How much evidence is there for a worldwide flood?
A strong evidence for the rapid formation of the geology of our planet is the widespread existence of folded sediment throughout the mountain chains of the world. Three-fourths of the surface of the Earth is made up of sedimentary rocks. Sedimentary rocks are made up of individual particles or sediments compressed and hardened to form rocks such as shale, limestone, slate, mudstone, coal, and sandstone. Sedimentary rocks are generally formed underwater. Surprisingly, even the highest mountains on Earth, jutting an incredible 29,000 feet above sea level, are covered with sedimentary rocks.
Geologists find these sedimentary layers throughout the mountain ranges of the world. Surprisingly, many of the mountain’s sedimentary layers show signs of being bent, not fractured or broken. How can rocks be bent and not broken? If mountain ranges were pushed up slowly over millions of years after sediment had been laid down, the rocks would have broken like a stack of China plates being pushed up in different places. Unbroken, bent sediment layers could only happen if the mountains were pushed up rapidly while the sediment layers were still soft and pliable. Heated rock can be bent, but the structure of the rock changes and these bent sediments show no sign of this kind of structural change.
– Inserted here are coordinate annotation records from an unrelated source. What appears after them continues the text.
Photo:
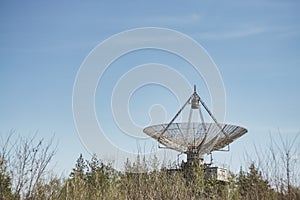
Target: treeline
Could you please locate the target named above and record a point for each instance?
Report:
(141, 179)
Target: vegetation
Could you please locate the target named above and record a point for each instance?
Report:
(141, 179)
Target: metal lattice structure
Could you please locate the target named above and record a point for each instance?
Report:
(195, 138)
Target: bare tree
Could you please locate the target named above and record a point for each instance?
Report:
(27, 159)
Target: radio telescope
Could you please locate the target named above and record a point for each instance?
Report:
(195, 139)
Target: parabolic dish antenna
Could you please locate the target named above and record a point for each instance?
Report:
(195, 138)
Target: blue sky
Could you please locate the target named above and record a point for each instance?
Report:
(255, 45)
The Bible explains the evidence best. The worldwide flood left thousands of feet of unconsolidated and re-arranged sediment across the surface of the planet. During the Flood, there would have been rapid continental movements causing the mountains to be uplifted. The recently laid down flood sediments would have been soft and pliable when the uplift took place. This would have resulted in the folded and bent sedimentary rocks within the mountain chains.Thus finding folded and bent sedimentary rock layers is not only to be expected but predicted by this Biblical model because the rock layers could have been soft and pliable when the uplift took place.